Devlog 7 - Postmortem

Hi, hello, welcome back!  This is the final post I'm planning to make under this jam version of Raging Flames; a postmortem discussing the aspects of the game that turned out well, not so well, and what I think overall of this game.

What Went Well

First up, things that I feel went well in this jam.  Mechanically, I'm very happy with the design of each mechanic and their potential uses in the game (more on this in the Poorly section).  Mechanics like the stones, water, bombs, fire; all play off each other in some way that gives them multiple uses and opens up the possibilities for how puzzles could be designed.  Most of the games I've built in the past have standalone mechanics that don't really have multiple purposes and I feel very accomplished that this small jam game resolved that issue.

Additionally, the art went WAY better than I expected.  As a programmer art has never been my strong point, but I feel like the art I created for this jam was generally pretty well done.  Ground tiles had some great color and texture thanks to shading techniques I practiced, and the whole thing made the game feel a lot more like a hand-painted version of a board game.

What Went Poorly

Next up, things I think turned out pretty poorly in this jam.  Well, the major one is the lack of time to accomplish some of the ideas I had.  The scope for this game was relatively small, however my focus on practicing art and learning new art techniques took a lot of time away from of the additional polish and development that tends to go into my other jam entries (which generally have worse art than what this one has).  Given more time, I would have liked to add more unique and difficult puzzles, add sounds of any kind, and polish other aspects of the entry.
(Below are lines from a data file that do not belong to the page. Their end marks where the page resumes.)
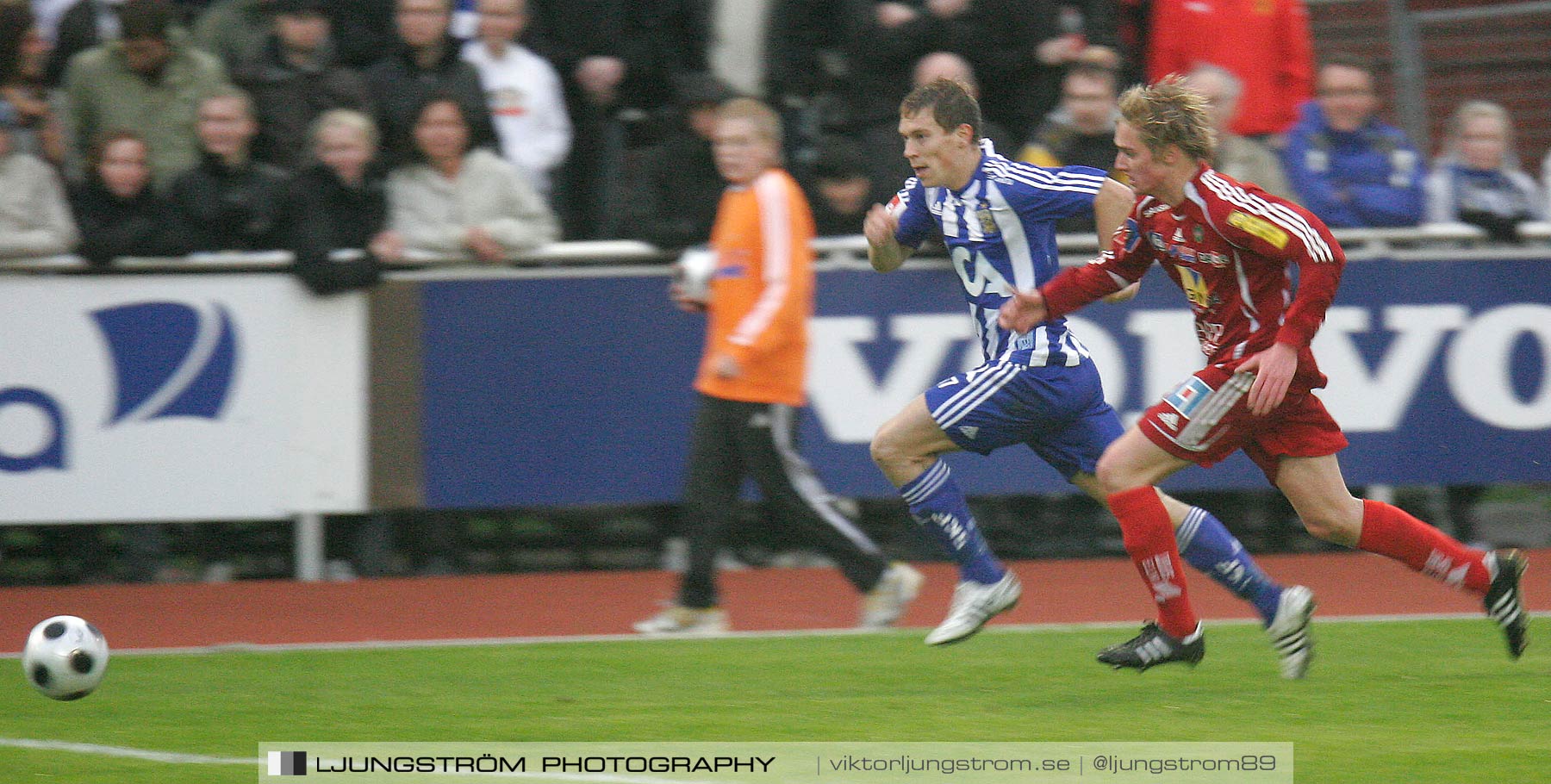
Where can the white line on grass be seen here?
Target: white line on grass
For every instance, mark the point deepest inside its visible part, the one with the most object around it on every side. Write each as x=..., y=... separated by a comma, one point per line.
x=202, y=760
x=483, y=642
x=131, y=753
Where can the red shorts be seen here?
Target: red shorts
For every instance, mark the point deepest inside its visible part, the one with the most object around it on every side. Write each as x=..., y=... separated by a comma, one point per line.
x=1207, y=417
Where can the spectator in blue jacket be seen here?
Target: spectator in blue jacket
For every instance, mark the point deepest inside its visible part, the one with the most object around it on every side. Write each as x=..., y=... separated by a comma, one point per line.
x=1347, y=166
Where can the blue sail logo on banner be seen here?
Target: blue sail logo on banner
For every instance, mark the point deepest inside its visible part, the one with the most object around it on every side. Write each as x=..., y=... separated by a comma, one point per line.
x=170, y=358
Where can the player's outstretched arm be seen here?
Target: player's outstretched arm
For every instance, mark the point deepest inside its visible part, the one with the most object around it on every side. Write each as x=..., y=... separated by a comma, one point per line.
x=1023, y=312
x=883, y=248
x=1274, y=369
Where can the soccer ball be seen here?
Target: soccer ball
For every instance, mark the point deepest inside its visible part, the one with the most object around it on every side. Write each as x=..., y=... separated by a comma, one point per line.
x=64, y=657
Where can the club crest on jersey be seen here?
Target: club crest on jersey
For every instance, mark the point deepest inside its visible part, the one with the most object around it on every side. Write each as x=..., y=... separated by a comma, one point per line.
x=1260, y=228
x=1188, y=395
x=987, y=222
x=1131, y=234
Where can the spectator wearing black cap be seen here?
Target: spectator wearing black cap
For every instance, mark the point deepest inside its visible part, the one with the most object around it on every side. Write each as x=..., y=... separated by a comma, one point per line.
x=233, y=30
x=294, y=79
x=426, y=61
x=674, y=199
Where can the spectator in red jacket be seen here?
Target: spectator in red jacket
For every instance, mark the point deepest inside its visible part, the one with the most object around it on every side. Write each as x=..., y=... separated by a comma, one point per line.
x=1263, y=42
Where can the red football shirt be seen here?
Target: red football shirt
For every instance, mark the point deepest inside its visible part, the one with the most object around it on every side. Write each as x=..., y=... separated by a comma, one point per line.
x=1230, y=246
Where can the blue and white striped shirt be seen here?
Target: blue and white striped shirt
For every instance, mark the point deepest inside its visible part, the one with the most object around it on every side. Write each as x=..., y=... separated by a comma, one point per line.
x=1000, y=234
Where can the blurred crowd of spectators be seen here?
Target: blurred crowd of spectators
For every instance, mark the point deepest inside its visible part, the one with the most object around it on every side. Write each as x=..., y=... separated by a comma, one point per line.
x=484, y=129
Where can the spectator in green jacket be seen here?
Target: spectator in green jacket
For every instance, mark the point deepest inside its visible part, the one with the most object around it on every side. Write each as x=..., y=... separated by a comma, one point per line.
x=149, y=83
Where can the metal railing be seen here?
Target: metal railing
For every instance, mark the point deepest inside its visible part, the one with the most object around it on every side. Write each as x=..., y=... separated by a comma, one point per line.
x=1426, y=242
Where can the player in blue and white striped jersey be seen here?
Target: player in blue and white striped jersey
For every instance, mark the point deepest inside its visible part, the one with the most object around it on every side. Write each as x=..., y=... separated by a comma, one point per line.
x=1038, y=388
x=1000, y=230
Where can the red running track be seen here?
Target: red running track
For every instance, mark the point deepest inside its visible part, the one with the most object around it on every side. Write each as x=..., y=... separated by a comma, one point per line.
x=589, y=603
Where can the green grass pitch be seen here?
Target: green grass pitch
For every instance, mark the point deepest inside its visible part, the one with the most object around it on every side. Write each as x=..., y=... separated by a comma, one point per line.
x=1387, y=702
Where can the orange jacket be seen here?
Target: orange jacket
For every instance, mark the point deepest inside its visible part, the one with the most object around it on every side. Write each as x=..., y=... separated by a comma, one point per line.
x=762, y=292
While I don't think this point is as strongly important, I do think the code was pretty 'hacked together' with very little thought to the expansion of the codebase.  Performance is pretty poor in some scripts but the simplicity of the game makes it not much of an issue.  One of the worst designs was the idea that each tile has a 'status' such as Dirt, Grass, Stone, Water, Bomb, or Fire.  This means pushing a bomb isn't really pushing a bomb object, it's pushing the state from one tile to it's neighbor and so on.  Dirt/Grass are elemental types and Stone/Bomb are interactable objects that shouldn't really be stored in the same 'slot' that the elemental types are stored in.  It just muddies the code (pun intended).

Concluding Thoughts

In the end, though the jam didn't rate very well overall (art rated very well though), I'm still pretty happy with this entry.  The mechanics are some of the most interesting I've ever designed and the art is some of the best I've ever drawn.  I'm happy with it!